Because yeah as much as I try to come to terms with who I am, and with what has happened to me in the past--and as much as I try to laugh off statements from restaurant seaters that say "Is it just you?"--and as much as I reflect on my good days when I've been alone--and as much as I like my Benefactor's weeklong disappearances (yes, he's doing that again)--the truth is I get lonely. I don't get SO lonely, but I do miss the relationship with other people at times.

The truth is, I want to be normal. I want to have a wife. I want to have a kid or two, and I want to feel pure. I want to trust myself and believe that I would never bring a wife or a kid the kind of heartbreak that comes with "discovering who I really am" after 15 years of marriage and a son who is on the football team in high school. I know people survive that kind of event, and some even go on Oprah or Dr. Phil to make the audience weep and cheer for the success of weathering the change, but I would not survive it. I've been hurt too much for too long to live with myself if I did that to someone else. Especially to a child of mine, whom I took the responsibility of creating and promised to take care of when they had no one else to do it for them. Why would I? Not when I know what I know now, before the event. I'd have no excuse.

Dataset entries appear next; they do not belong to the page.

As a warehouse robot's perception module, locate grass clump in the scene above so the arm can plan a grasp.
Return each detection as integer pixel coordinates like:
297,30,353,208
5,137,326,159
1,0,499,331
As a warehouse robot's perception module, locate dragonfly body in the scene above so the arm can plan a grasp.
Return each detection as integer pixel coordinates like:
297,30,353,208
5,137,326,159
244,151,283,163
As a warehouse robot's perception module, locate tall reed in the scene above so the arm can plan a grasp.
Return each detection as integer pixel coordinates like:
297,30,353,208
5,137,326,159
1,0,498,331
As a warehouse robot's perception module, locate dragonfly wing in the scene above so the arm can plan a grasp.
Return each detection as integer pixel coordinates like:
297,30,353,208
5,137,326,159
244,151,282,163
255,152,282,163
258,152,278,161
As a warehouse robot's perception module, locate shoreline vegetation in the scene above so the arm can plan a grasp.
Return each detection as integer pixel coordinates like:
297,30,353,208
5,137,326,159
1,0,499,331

So I live the alone life. If I were a woman, maybe I'd enjoy homosexuality, but I would not enjoy it as a man. Society has made it a feast for the eyes to see women being friendly with one another, cooing and kvetching and holding hands and being arm in arm and kissing. (And it helps if one of them doesn't look like a man). But if two men do it, no matter if I'm in Missouri or in the middle of Greenwich Village, I am skeeved completely out. I want to be a man and I want men to be men. If I can't do that or have that, and so far the odds have been against me, then I live the alone life.

To which I'm sure gay guys are now responding "Serves you right you closeted, self-hating queer!" Heh.

To which I respond back, "Whatever, Miss Honey. Just like you, I am what I am."

I'm "Just" Me.

(Oh, and I'm a friend of My Hero's, so that's all right then.)